The parameter values are made to approach the set criteria (reference values) rather than merely being optimized to be highest or lowest in order to ensure that the overall performance of the system matches the expected business needs and operating environment. The response time is a direct indicator of the user experience, reflecting the speed with which the system processes requests, and in data retrieval systems, fast response time means efficient data retrieval and processing capabilities. The response time is affected by CPU and broadband utilization, and the response is faster if the resource usage efficiency is high, but if too fast a response time is pursued, unnecessary or uneconomical amounts of resources (such as CPU and bandwidth) may be consumed, resulting in an unnecessary increase in the operation cost. The success rate measures the proportion of the request to be correctly and completely responded, directly relates to reliability and error processing capacity, is closely related to the stability of a system and resource management (such as a CPU and a broadband), and can cause the failure of the calling due to insufficient resources or improper management. The CPU utilization reflects the occupation of processor resources, and efficient CPU utilization can support more concurrent requests and faster processing speeds, with CPU utilization affecting response time and overall performance of the system, and excessive CPU utilization can lead to processing delays and service degradation. The broadband utilization rate reflects the use condition of network resources, is particularly important for a data calling system relying on network transmission, influences the speed and stability of data transmission, directly influences the response time and success rate of data calling, and can cause network congestion and data calling failure due to insufficient resources.

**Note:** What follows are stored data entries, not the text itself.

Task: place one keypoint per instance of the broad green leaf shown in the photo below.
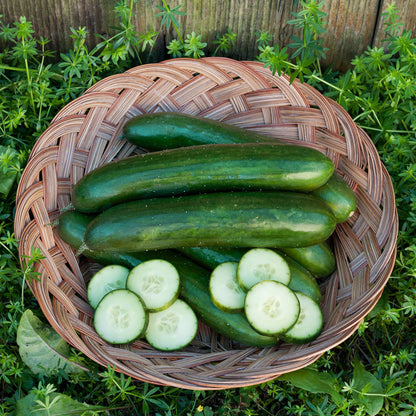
(313, 381)
(54, 404)
(41, 348)
(372, 393)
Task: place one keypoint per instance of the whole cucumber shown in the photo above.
(168, 130)
(245, 219)
(301, 279)
(205, 168)
(71, 228)
(194, 281)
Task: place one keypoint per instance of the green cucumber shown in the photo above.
(120, 317)
(210, 257)
(168, 130)
(319, 259)
(194, 282)
(173, 328)
(339, 196)
(156, 282)
(71, 226)
(259, 264)
(205, 168)
(271, 307)
(224, 289)
(309, 324)
(248, 219)
(195, 292)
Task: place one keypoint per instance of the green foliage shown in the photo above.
(370, 373)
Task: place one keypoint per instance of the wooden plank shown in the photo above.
(350, 29)
(352, 25)
(406, 10)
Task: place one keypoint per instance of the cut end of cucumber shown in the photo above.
(309, 323)
(261, 264)
(226, 293)
(271, 307)
(120, 317)
(173, 328)
(106, 280)
(156, 282)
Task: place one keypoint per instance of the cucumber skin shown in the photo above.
(301, 279)
(71, 228)
(194, 282)
(339, 196)
(245, 219)
(319, 259)
(168, 130)
(205, 168)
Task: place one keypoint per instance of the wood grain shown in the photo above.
(351, 27)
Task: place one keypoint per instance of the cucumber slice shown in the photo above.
(271, 307)
(173, 328)
(106, 280)
(260, 264)
(224, 289)
(156, 282)
(120, 317)
(309, 324)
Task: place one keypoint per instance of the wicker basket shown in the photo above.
(85, 134)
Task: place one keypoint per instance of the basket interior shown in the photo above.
(86, 134)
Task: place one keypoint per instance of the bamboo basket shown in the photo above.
(86, 134)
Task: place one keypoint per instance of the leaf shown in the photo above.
(313, 381)
(372, 393)
(41, 348)
(7, 177)
(56, 405)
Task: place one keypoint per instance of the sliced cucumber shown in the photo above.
(260, 264)
(173, 328)
(271, 307)
(309, 323)
(120, 317)
(156, 282)
(107, 279)
(224, 289)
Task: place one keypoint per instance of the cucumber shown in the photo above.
(168, 130)
(319, 258)
(107, 279)
(173, 328)
(71, 228)
(194, 283)
(249, 219)
(209, 257)
(156, 282)
(225, 291)
(309, 323)
(339, 196)
(271, 307)
(260, 264)
(120, 317)
(195, 292)
(205, 168)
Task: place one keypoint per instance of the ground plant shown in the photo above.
(371, 373)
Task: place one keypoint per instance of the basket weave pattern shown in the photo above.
(86, 134)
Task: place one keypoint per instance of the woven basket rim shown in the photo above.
(86, 133)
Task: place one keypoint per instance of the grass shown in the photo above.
(370, 373)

Average response time (Ts), call success rate (Ds), CPU average utilization (CPs), and broadband average utilization (Ks) are selected as key parameters for performance evaluation because these metrics collectively reflect the efficiency, reliability, and resource management capabilities of a data processing system.
By dividing the performance bias by the allowable bias, the importance and impact of different performance indicators can be normalized, ensuring that no single indicator has an excessive impact on the assessment results. Allowing different reference values and bias limits to be set for different classification types provides a high degree of customization, adapting to different business requirements and performance goals.

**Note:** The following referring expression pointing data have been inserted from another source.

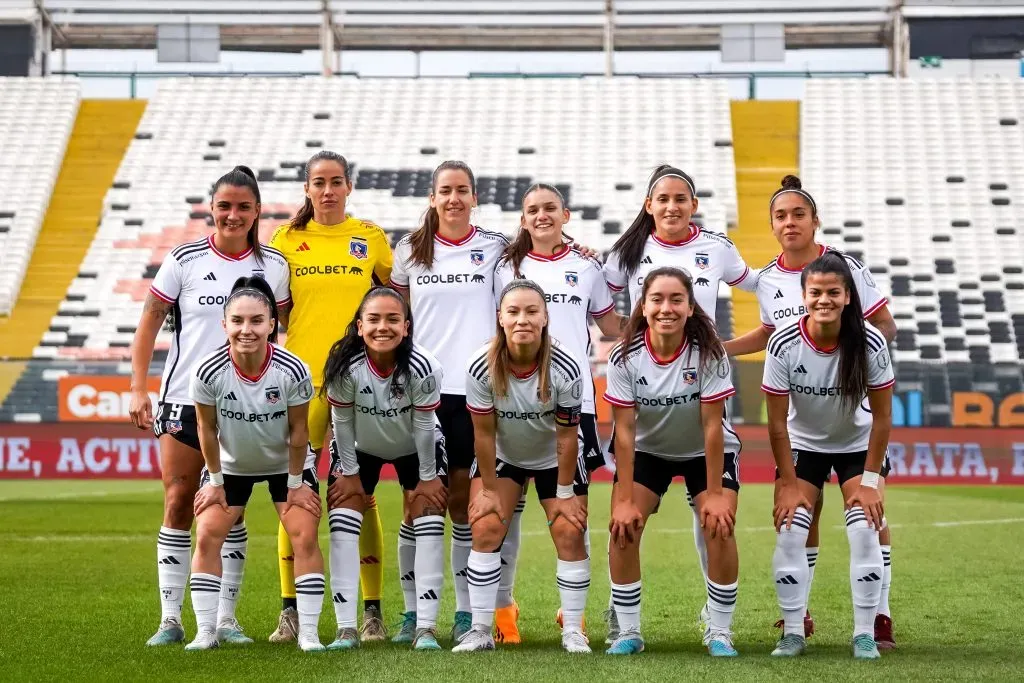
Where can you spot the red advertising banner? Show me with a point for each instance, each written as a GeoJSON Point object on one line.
{"type": "Point", "coordinates": [98, 451]}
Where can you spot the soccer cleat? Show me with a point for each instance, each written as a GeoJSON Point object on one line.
{"type": "Point", "coordinates": [475, 639]}
{"type": "Point", "coordinates": [309, 642]}
{"type": "Point", "coordinates": [864, 647]}
{"type": "Point", "coordinates": [288, 627]}
{"type": "Point", "coordinates": [347, 639]}
{"type": "Point", "coordinates": [884, 633]}
{"type": "Point", "coordinates": [790, 645]}
{"type": "Point", "coordinates": [205, 640]}
{"type": "Point", "coordinates": [463, 624]}
{"type": "Point", "coordinates": [425, 639]}
{"type": "Point", "coordinates": [576, 642]}
{"type": "Point", "coordinates": [720, 644]}
{"type": "Point", "coordinates": [229, 633]}
{"type": "Point", "coordinates": [612, 621]}
{"type": "Point", "coordinates": [629, 642]}
{"type": "Point", "coordinates": [373, 629]}
{"type": "Point", "coordinates": [507, 625]}
{"type": "Point", "coordinates": [170, 632]}
{"type": "Point", "coordinates": [407, 633]}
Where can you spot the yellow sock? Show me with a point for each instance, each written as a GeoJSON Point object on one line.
{"type": "Point", "coordinates": [286, 563]}
{"type": "Point", "coordinates": [372, 553]}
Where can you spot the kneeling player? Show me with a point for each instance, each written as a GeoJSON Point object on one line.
{"type": "Point", "coordinates": [668, 382]}
{"type": "Point", "coordinates": [251, 400]}
{"type": "Point", "coordinates": [383, 391]}
{"type": "Point", "coordinates": [524, 391]}
{"type": "Point", "coordinates": [816, 376]}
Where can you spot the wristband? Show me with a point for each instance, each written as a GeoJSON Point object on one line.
{"type": "Point", "coordinates": [564, 492]}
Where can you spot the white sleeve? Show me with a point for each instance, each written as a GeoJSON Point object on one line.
{"type": "Point", "coordinates": [776, 376]}
{"type": "Point", "coordinates": [167, 285]}
{"type": "Point", "coordinates": [716, 381]}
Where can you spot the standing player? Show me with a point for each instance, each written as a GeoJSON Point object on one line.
{"type": "Point", "coordinates": [663, 235]}
{"type": "Point", "coordinates": [795, 221]}
{"type": "Point", "coordinates": [383, 391]}
{"type": "Point", "coordinates": [446, 269]}
{"type": "Point", "coordinates": [192, 285]}
{"type": "Point", "coordinates": [668, 382]}
{"type": "Point", "coordinates": [251, 399]}
{"type": "Point", "coordinates": [576, 291]}
{"type": "Point", "coordinates": [817, 373]}
{"type": "Point", "coordinates": [335, 259]}
{"type": "Point", "coordinates": [524, 391]}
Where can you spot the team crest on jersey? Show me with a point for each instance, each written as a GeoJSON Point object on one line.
{"type": "Point", "coordinates": [357, 248]}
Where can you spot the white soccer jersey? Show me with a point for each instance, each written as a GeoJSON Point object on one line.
{"type": "Point", "coordinates": [795, 366]}
{"type": "Point", "coordinates": [573, 287]}
{"type": "Point", "coordinates": [196, 278]}
{"type": "Point", "coordinates": [667, 396]}
{"type": "Point", "coordinates": [252, 412]}
{"type": "Point", "coordinates": [525, 432]}
{"type": "Point", "coordinates": [384, 424]}
{"type": "Point", "coordinates": [709, 257]}
{"type": "Point", "coordinates": [454, 301]}
{"type": "Point", "coordinates": [781, 299]}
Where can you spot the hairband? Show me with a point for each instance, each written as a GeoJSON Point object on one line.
{"type": "Point", "coordinates": [814, 207]}
{"type": "Point", "coordinates": [693, 191]}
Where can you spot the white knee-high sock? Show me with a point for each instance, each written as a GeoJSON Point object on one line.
{"type": "Point", "coordinates": [790, 567]}
{"type": "Point", "coordinates": [865, 570]}
{"type": "Point", "coordinates": [345, 525]}
{"type": "Point", "coordinates": [510, 554]}
{"type": "Point", "coordinates": [173, 560]}
{"type": "Point", "coordinates": [483, 572]}
{"type": "Point", "coordinates": [462, 542]}
{"type": "Point", "coordinates": [429, 568]}
{"type": "Point", "coordinates": [407, 564]}
{"type": "Point", "coordinates": [232, 558]}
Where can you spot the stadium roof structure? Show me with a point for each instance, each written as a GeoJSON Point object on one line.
{"type": "Point", "coordinates": [470, 25]}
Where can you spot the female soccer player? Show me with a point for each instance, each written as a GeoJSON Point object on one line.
{"type": "Point", "coordinates": [251, 399]}
{"type": "Point", "coordinates": [663, 235]}
{"type": "Point", "coordinates": [576, 291]}
{"type": "Point", "coordinates": [668, 382]}
{"type": "Point", "coordinates": [524, 391]}
{"type": "Point", "coordinates": [383, 391]}
{"type": "Point", "coordinates": [446, 270]}
{"type": "Point", "coordinates": [795, 222]}
{"type": "Point", "coordinates": [335, 259]}
{"type": "Point", "coordinates": [816, 376]}
{"type": "Point", "coordinates": [192, 285]}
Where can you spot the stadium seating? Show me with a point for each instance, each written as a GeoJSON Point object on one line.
{"type": "Point", "coordinates": [36, 119]}
{"type": "Point", "coordinates": [925, 180]}
{"type": "Point", "coordinates": [597, 138]}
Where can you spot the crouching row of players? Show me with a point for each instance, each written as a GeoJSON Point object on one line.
{"type": "Point", "coordinates": [668, 383]}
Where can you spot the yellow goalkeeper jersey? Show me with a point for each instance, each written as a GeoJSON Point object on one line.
{"type": "Point", "coordinates": [331, 268]}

The method comprises the steps of obtaining file storage condition data under each recommendation type to be determined, wherein the file storage condition data comprise file storage quantity, file total storage space and data transmission rate, carrying out fusion processing on the file storage condition data under each recommendation type to be determined to obtain allowable deviation data comparison parameters corresponding to each recommendation type to be determined, carrying out difference calculation on the allowable deviation data comparison parameters corresponding to each recommendation type to be determined and comparison standard values corresponding to each recommendation type to be determined stored in a database to obtain deviation values corresponding to each recommendation type to be determined, carrying out comparison on the deviation values corresponding to each recommendation type to be determined and each deviation value corresponding to each recommendation type to be determined stored in the database to obtain allowable deviation data of the retrieval condition corresponding to the deviation values corresponding to the recommendation type to be determined stored in the database which are successfully compared (for example, the deviation values stored in the database are 1,2 and 3, and the calculated deviation values are 2) and obtaining allowable deviation data of the successful retrieval condition corresponding to the comparison condition.

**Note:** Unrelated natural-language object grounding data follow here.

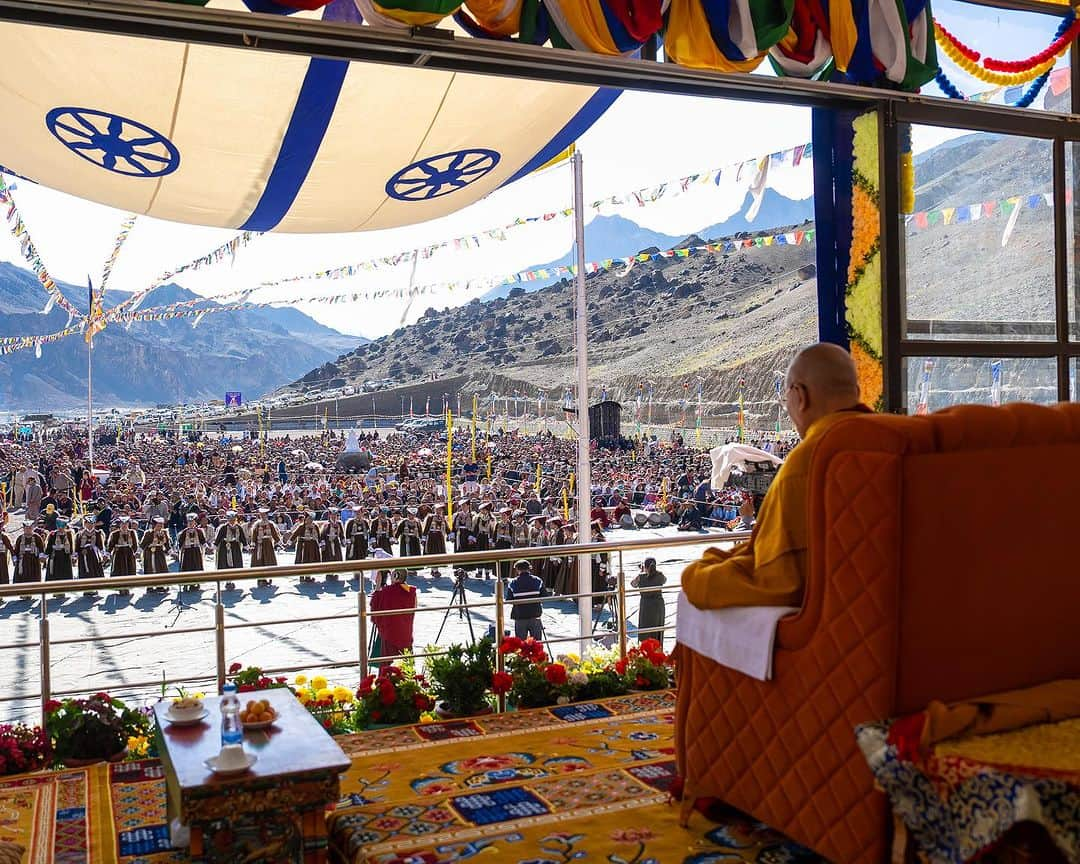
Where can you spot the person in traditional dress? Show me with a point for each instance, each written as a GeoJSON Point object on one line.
{"type": "Point", "coordinates": [307, 539]}
{"type": "Point", "coordinates": [408, 535]}
{"type": "Point", "coordinates": [433, 530]}
{"type": "Point", "coordinates": [156, 544]}
{"type": "Point", "coordinates": [822, 389]}
{"type": "Point", "coordinates": [332, 538]}
{"type": "Point", "coordinates": [59, 553]}
{"type": "Point", "coordinates": [265, 538]}
{"type": "Point", "coordinates": [382, 530]}
{"type": "Point", "coordinates": [504, 539]}
{"type": "Point", "coordinates": [90, 551]}
{"type": "Point", "coordinates": [32, 498]}
{"type": "Point", "coordinates": [123, 540]}
{"type": "Point", "coordinates": [651, 611]}
{"type": "Point", "coordinates": [356, 531]}
{"type": "Point", "coordinates": [393, 633]}
{"type": "Point", "coordinates": [191, 541]}
{"type": "Point", "coordinates": [229, 542]}
{"type": "Point", "coordinates": [29, 548]}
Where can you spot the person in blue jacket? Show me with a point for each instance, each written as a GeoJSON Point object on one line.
{"type": "Point", "coordinates": [526, 616]}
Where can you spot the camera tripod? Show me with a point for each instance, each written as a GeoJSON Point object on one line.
{"type": "Point", "coordinates": [459, 602]}
{"type": "Point", "coordinates": [611, 605]}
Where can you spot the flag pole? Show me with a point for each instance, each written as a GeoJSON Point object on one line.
{"type": "Point", "coordinates": [90, 375]}
{"type": "Point", "coordinates": [581, 350]}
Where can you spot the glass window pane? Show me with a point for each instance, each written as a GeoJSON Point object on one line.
{"type": "Point", "coordinates": [939, 382]}
{"type": "Point", "coordinates": [979, 248]}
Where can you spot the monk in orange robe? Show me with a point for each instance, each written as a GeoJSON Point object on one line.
{"type": "Point", "coordinates": [822, 388]}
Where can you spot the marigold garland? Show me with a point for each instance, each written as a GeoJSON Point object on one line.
{"type": "Point", "coordinates": [863, 294]}
{"type": "Point", "coordinates": [967, 59]}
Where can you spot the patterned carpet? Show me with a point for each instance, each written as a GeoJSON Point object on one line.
{"type": "Point", "coordinates": [580, 783]}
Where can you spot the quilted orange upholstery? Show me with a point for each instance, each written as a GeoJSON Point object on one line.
{"type": "Point", "coordinates": [913, 594]}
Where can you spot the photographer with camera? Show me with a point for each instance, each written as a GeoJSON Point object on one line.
{"type": "Point", "coordinates": [526, 616]}
{"type": "Point", "coordinates": [651, 611]}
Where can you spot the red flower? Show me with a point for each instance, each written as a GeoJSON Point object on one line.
{"type": "Point", "coordinates": [501, 683]}
{"type": "Point", "coordinates": [555, 673]}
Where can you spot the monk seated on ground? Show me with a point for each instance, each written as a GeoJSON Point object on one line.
{"type": "Point", "coordinates": [770, 569]}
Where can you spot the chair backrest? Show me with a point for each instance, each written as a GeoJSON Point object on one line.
{"type": "Point", "coordinates": [957, 530]}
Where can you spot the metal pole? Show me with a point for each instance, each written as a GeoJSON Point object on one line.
{"type": "Point", "coordinates": [90, 400]}
{"type": "Point", "coordinates": [46, 686]}
{"type": "Point", "coordinates": [219, 638]}
{"type": "Point", "coordinates": [500, 618]}
{"type": "Point", "coordinates": [622, 610]}
{"type": "Point", "coordinates": [581, 347]}
{"type": "Point", "coordinates": [362, 624]}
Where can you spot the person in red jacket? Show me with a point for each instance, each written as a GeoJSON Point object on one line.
{"type": "Point", "coordinates": [393, 633]}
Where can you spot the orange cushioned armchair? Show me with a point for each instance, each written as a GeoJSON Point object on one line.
{"type": "Point", "coordinates": [943, 565]}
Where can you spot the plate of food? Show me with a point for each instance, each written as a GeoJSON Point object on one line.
{"type": "Point", "coordinates": [186, 711]}
{"type": "Point", "coordinates": [257, 714]}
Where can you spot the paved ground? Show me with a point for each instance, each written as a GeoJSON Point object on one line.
{"type": "Point", "coordinates": [129, 663]}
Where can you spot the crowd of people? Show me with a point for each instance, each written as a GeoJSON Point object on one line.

The call case permission bias data stored in the database is set based on historical performance data, expected business requirements, and system capabilities. First, the historical operational data is analyzed to see how different classification types perform in actual operation, including response time, success rate, CPU and broadband utilization, etc. Next, an ideal or acceptable range for each performance indicator is determined, taking into account the business requirements and system design goals. These ranges are typically verified by expert review or with analog data before being assessed as allowed deviations to ensure that they are both realistic and meet business objectives. Finally, the allowable deviation values are standardized and stored in a database for subsequent performance monitoring and management, so that the system is ensured to stably operate within the preset parameter ranges. In this way, the call condition allows the deviation data to help manage system performance, prevent unexpected performance fluctuations, and provide basis for tuning and optimization.
First, archive storage data, including the number of stores, total storage space, and data transfer rate, for each recommended class type to be determined is collected, which data provides preliminary information about archive storage efficiency and capacity. And carrying out fusion processing on the collected data to generate allowable deviation data comparison parameters representing the storage efficiency and performance of each classification type, and carrying out difference calculation on the obtained comparison parameters and a preset standard value in a database, wherein the step is to find the deviation between the actual storage condition and the expected standard. And comparing the calculated deviation value with a preset deviation value in a database.
The calculation formula of the allowable deviation data comparison parameter is as follows:
Wherein j is the number of the type of the recommended classification to be determined, YB j is the allowable deviation data comparison parameter corresponding to the type of the recommended classification to be determined, sd j is the number of archives stored corresponding to the type of the recommended classification to be determined, ck j is the total storage space of archives corresponding to the type of the recommended classification to be determined, cL j is the data transmission rate corresponding to the type of the recommended classification to be determined, α 1 is the weight factor of the number of archives stored in the database, α 2 is the weight factor of the total storage space of archives stored in the database, α 3 is the weight factor of the data transmission rate stored in the database, and e is a natural constant.
In this embodiment, the derivation of the weighting factors from historical data generally involves statistical analysis and machine learning techniques. First, past performance data is collected, including data relating to the number of archival stores, storage space, data transfer rates, and system operating efficiency and stability. Multiple regression analysis is then used to analyze the actual extent of impact of these indices on system performance, and it is possible to identify which indices have the greatest impact on performance, and determine the weights of the indices accordingly. These weighting factors may then be used to translate the historical data into input parameters in a predictive model or decision support tool to optimize future performance and resource allocation policies. By integrating three key performance indexes, the performance and resource requirements of a classification type can be comprehensively evaluated, and decision making is ensured to be based on comprehensive data analysis.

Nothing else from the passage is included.